Le Regard Libre N° 60Jonas Follonier

Si renaissance de la presse il y aura, une partie de cette renaissance se fera par la presse de réflexion. Le journalisme de réflexion, tel que nous l’expérimentons dans ces colonnes, offre des perspectives démocratiques. Surtout à une époque comme la nôtre, où la consommation d’informations sans regard critique peut être extrêmement dangereuse. Oublions l’étiquette de «journalisme d’opinion». En définitive, toute phrase est l’expression d’une opinion, qu’elle soit précédée ou non d’un «je suis d’avis que». Simplement, une assertion sera vraie si un fait empirique la vérifie.

La presse d’information est donc elle aussi de la presse d’opinion. A ceci près que les informations qu’elle véhicule sont vraies ou probablement vraies. Bref, toute presse consiste en de la presse d’opinion et un baromètre de fiabilité – difficile à concevoir – pourra distinguer les médias dits «de référence» des canards et autres blogs. Qui, pour une partie d’entre eux, sont tout aussi intéressants, voire plus, du simple fait que les infos n’y sont pas primordiales. On peut par exemple y privilégier l’analyse, la réflexion.

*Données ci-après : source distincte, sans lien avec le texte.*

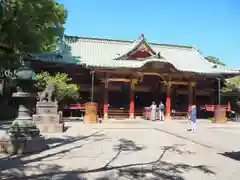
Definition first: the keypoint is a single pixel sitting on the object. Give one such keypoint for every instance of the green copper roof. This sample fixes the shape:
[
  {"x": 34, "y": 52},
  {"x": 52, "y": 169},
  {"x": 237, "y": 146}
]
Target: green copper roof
[
  {"x": 105, "y": 53},
  {"x": 62, "y": 54}
]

La réflexion consiste en effet en tout autres choses que des opinions. La réflexion, c’est la confrontation de soi à soi; c’est le débat, réel ou fictif. C’est ce qui fait la saveur d’un article dit «engagé». Comme d’aucuns nous avaient demandé à plusieurs reprises si Le Regard Libre était orienté, nous avions répondu dans un éditorial: oui, trois fois oui, orienté vers la réflexion, vers le débat d’idées – et il est essentiel d’ajouter vers la passion de la culture, qui elle-même est engagée dans cet amour de la discussion. Fût-elle impertinente.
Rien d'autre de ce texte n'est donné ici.